Every so often a book comes along that deeply touches the romantic imagination. Twenty­-five years ago, Richard Bach’s Jonathan Livingston Seagull did this.

Now, in North America at least, we have roughly the same phenomenon with Robert Waller’s book, The Bridges of Madison County (Warner Books, New York, 1992).

In the wake of this story, many a person, married and unmarried, will be restlessly searching for that one-in-a-million soulmate and daily scanning the horizon with burning eyes that ask:

“ls that her? ls that him? Might this finally be my soulmate, my destiny, the person with whom my true life can begin?”

Waller’s book is the true story of a love affair between Francesca Johnson, a farm wife from Madison County, Iowa, and Robert Kincaid, a free-lance photographer. In 1965, when he was 52 years old, Kincaid went to Madison County from Bellingham, Wash., to do some work for National Geographic magazine. His assignment was to take pictures of the covered bridges there.

Searching for one of those bridges, he stops by a farm house to ask for directions and his life and the life of Francesca, a married mother whose husband and two teenage children are gone for the week, change forever.

Instantly both sense that this meeting is not an accident but destiny. Both, too, instantly realize that life will never be the same again, that this meeting will leave a scar, of joy and pain, that will relativize all their joys and pains for the rest of their lives.

They spend just five days together, talking, drinking beer and brandy, smoking Camel cigarettes, dancing in the farmhouse kitchen, making love, sharing deeply their mutual loneliness, and taking pictures of the bridges of Madison County.
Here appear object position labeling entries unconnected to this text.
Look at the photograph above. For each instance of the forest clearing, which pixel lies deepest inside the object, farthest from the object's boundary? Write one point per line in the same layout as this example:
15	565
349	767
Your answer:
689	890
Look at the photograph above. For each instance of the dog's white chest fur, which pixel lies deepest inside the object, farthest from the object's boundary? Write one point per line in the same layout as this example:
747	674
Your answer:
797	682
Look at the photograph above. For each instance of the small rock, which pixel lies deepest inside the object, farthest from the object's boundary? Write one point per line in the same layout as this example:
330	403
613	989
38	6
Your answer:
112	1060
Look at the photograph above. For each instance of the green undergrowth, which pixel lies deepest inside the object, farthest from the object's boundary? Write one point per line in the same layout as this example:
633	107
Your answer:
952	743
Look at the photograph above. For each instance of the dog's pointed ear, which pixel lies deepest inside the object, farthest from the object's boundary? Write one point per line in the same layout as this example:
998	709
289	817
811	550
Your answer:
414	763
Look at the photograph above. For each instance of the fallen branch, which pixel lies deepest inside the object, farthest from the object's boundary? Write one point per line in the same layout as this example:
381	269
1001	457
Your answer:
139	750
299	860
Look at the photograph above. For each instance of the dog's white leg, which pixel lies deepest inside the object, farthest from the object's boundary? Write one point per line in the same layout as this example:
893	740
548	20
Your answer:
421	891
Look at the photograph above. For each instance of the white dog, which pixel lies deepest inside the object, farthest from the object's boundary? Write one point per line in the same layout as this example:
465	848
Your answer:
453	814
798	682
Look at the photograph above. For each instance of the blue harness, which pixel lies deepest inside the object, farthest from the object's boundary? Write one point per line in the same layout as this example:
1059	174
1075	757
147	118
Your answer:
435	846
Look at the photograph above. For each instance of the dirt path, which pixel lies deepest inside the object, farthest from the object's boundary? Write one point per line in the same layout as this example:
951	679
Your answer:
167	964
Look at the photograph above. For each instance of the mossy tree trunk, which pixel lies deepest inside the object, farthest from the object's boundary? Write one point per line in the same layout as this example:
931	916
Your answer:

For them, however, those five days constitute a life-time, more than a life-time in fact. Both of them go to their deaths (Robert in 1982 and Francesca in 1989) believing that those five days were really their only real life and that in those five·days, they experienced something that, arrogant though this might sound, perhaps nobody has ever experienced as powerfully.

Waller’s book, based largely upon Francesca’s journals, found after her death, focuses mainly on those five days.

When Francesca’s husband and children return she is forced to make a choice—go with Robert or return to her life? Her whole being aches for Robert but her sense of duty wins out and she stays with her husband and children.

Except she doesn’t stay, really. From that day on, until she dies, even though she and Robert never see each other again and never, save for one small postcard, contact each other again, her heart and soul are with Robert and his are with her.

When, after his death, his will is opened, it contains a letter for Francesca within which he says: ‘I live with dust on my heart . . . There have been women before you, a few, but none after. I made no conscious pledge to celibacy, I’m just not interested.”

When he was leaving he had said to Francesca: “In a universe of ambiguity, this kind of certainty comes only once, and never again, no matter how many lifetimes you live.” For Robert Kincaid and Francesca Johnson, that was true.

Perhaps it is not true for some of the rest of us, but the fact that this book has stirred such a restlessness within so many people suggests that a good number of persons believe that it could be true for them . . . if only they would meet that one special person!

What’s to be said about this? ls there some one-in-a-billion person out there, some soulmate, who, if we could only meet, would make us whole and make the world real in a way that nothing within our lives now can ever approximate?

There is something lodged inextricably inside the heart that wants to say “yes” to that. But one wonders: If Romeo and Juliet had lived, would the spell have broken? If Francesca Johnson had gone to live with Robert Kincaid, would this one-in-a-billion romance have eventually become a one-like-everyone-elses?

Neither the naive romantic nor the cynical analyst, to my mind, can answer that question correctly.

But irrespective of our own answer, whether Waller’s story deeply stirs our romantic imaginings or leaves us shaking our heads cynically at two people who felt they had invented the wheel, we must, I submit, deal with this longing for a soulmate more by filtering it through Augustine’s dictum, “you have made us for yourself, Lord, and our hearts are restless until they rest in you” than with restless eyes that assess every new person with the question: ”ls this finally her? ls this finally him?”